Nick shrugged. While Nick’s dad had paid for his bastard son’s education, Lord Terence Arbuthnot didn’t like acknowledging his youthful indiscretions. He’d ditched
Magda so long ago that even I didn’t remember him, but he and Nick checked in with each other every few years. I had no idea if their relationship included calling in favors.
“I want the MacBook Pro,” EG announced into the silence.
“You have an iPad. You don’t need another portable device. Look at the low end iMacs. I want it out where I can see what you’re doing.” I’d promised her the computer when I’d thought we were millionaires. I couldn’t renege on my promise now that I was feeling cranky and less generous.
“I’m not a baby,” she argued. “You don’t need to watch over my shoulder.”

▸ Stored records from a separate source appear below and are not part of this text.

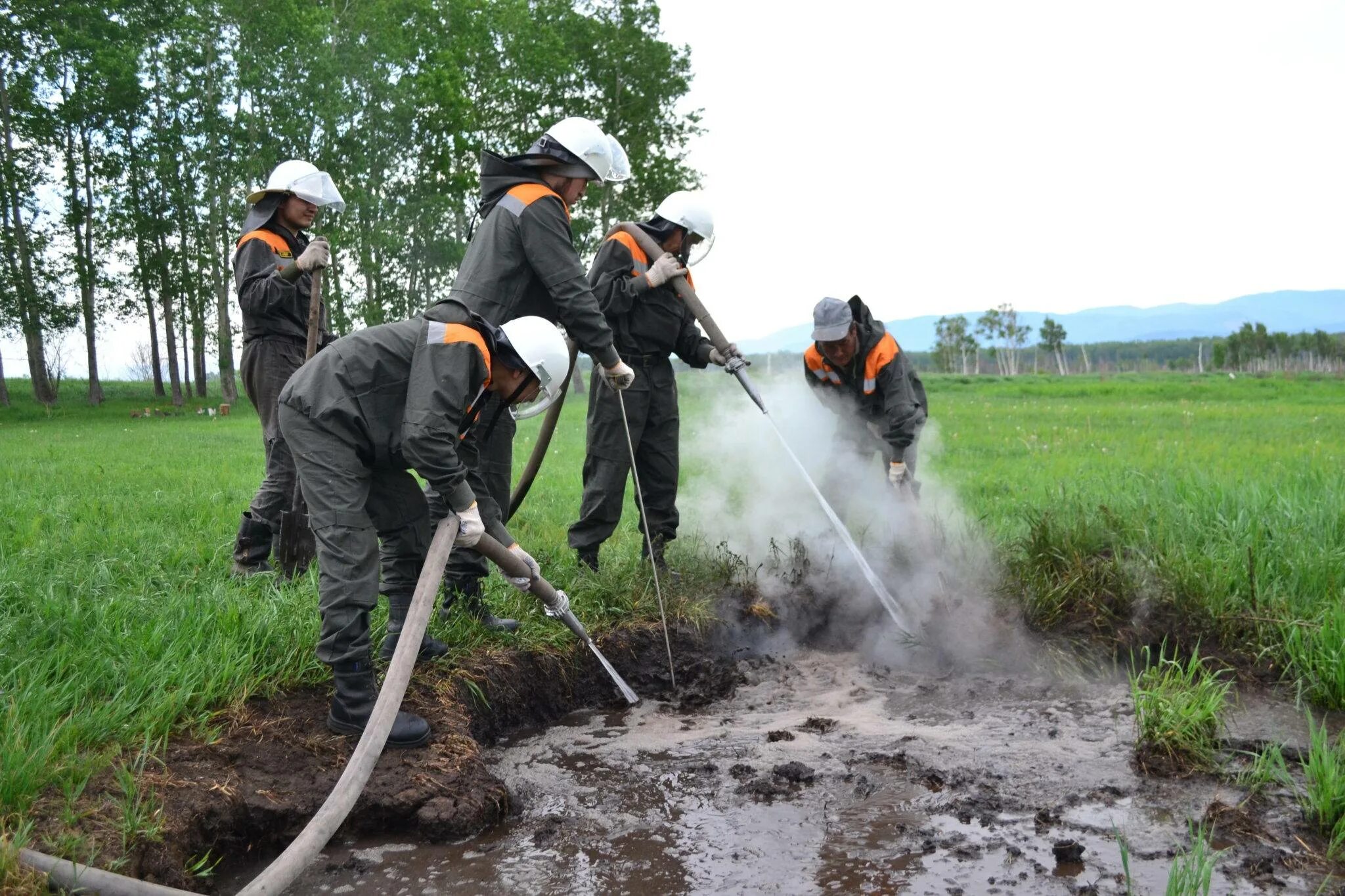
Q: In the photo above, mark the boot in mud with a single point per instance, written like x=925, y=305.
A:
x=354, y=703
x=468, y=593
x=252, y=547
x=397, y=609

I gave her the old gimlet eye. She’d gotten herself kidnapped a few weeks back by emailing the universe of evil. Guiltily, she went back to crunching cereal.

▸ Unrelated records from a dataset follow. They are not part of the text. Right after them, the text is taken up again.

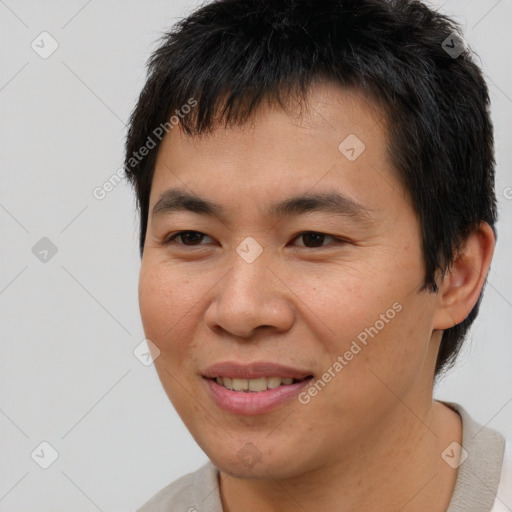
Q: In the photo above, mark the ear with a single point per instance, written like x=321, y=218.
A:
x=461, y=286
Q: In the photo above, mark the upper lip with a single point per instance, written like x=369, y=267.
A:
x=254, y=370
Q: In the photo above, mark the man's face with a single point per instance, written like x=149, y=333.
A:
x=338, y=306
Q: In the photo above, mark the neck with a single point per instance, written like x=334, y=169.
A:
x=399, y=467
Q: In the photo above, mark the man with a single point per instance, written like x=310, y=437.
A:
x=316, y=189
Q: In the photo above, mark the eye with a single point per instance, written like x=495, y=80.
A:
x=313, y=239
x=188, y=238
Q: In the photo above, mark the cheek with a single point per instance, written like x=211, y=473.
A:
x=168, y=304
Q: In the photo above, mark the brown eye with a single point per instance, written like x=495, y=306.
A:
x=187, y=238
x=313, y=239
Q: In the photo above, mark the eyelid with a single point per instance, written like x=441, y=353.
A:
x=169, y=239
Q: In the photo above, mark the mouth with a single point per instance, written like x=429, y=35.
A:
x=256, y=388
x=256, y=385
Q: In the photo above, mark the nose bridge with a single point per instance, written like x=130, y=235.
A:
x=249, y=296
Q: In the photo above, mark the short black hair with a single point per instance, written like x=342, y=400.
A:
x=229, y=56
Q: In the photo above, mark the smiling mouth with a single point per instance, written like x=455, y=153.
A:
x=256, y=385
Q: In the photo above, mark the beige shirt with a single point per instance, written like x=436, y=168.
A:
x=484, y=479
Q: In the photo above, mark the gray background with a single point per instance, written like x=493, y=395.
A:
x=68, y=375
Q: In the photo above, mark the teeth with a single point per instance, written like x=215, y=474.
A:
x=273, y=382
x=254, y=385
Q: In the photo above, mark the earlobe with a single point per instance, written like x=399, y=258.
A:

Patra clattered down next, wearing what might be called a power red suit, except the skirt was about a foot too short for professional. I’m a lousy judge of style, but human nature I understand. Patra was not sending the message she ought to be if that was for her Broderick Media interview.
“They’re hiring hookers?” Nick asked for me. Since he’s our family arbiter of fashion, his words spoke louder than mine.

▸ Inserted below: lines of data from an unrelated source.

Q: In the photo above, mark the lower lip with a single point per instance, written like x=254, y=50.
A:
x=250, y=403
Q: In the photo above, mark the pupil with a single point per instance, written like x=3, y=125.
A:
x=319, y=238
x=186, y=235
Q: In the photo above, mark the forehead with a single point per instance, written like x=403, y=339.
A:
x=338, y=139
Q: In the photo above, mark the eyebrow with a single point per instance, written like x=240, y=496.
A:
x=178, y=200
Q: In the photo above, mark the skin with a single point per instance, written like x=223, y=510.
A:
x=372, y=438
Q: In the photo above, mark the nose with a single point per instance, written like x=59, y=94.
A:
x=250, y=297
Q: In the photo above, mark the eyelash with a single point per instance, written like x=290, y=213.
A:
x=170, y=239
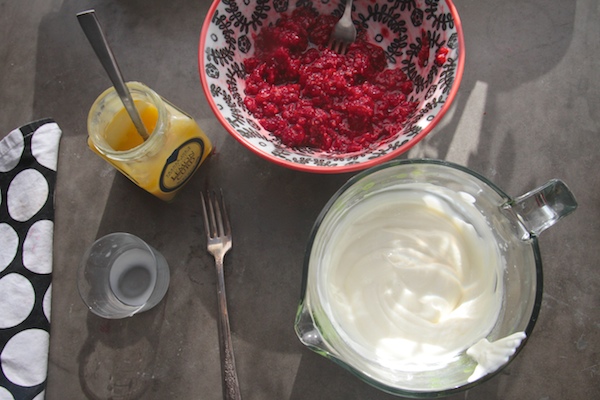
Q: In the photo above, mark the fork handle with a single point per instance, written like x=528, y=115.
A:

“I’m getting that job,” she said, throwing her portfolio on the table. “I’m not an idiot, okay?” she said defiantly at our incredulous looks. “But if Bill died for me, I owe him the respect of finding out why.”
The three of us familiar with the Power of the Candelabra waited expectantly for Graham’s opinion of that news. The silver remained oddly silent. Or ominously, as the case might be.
I raised my eyebrows and shrugged. “Are you sure the people interviewing you are men?”
Patra sent me a look of scorn. “It’s Broderick. What do you think?”
“Point taken, although it’s a point against working for the sexist pigs.”
“If Broderick had his way, women would be barefoot and pregnant and never seen in public. Al Qaeda has nothing on him. I’m going for the modern harem girl look.” Patra admired the platters of eggs on the buffet and helped herself to a healthy portion of everything in sight.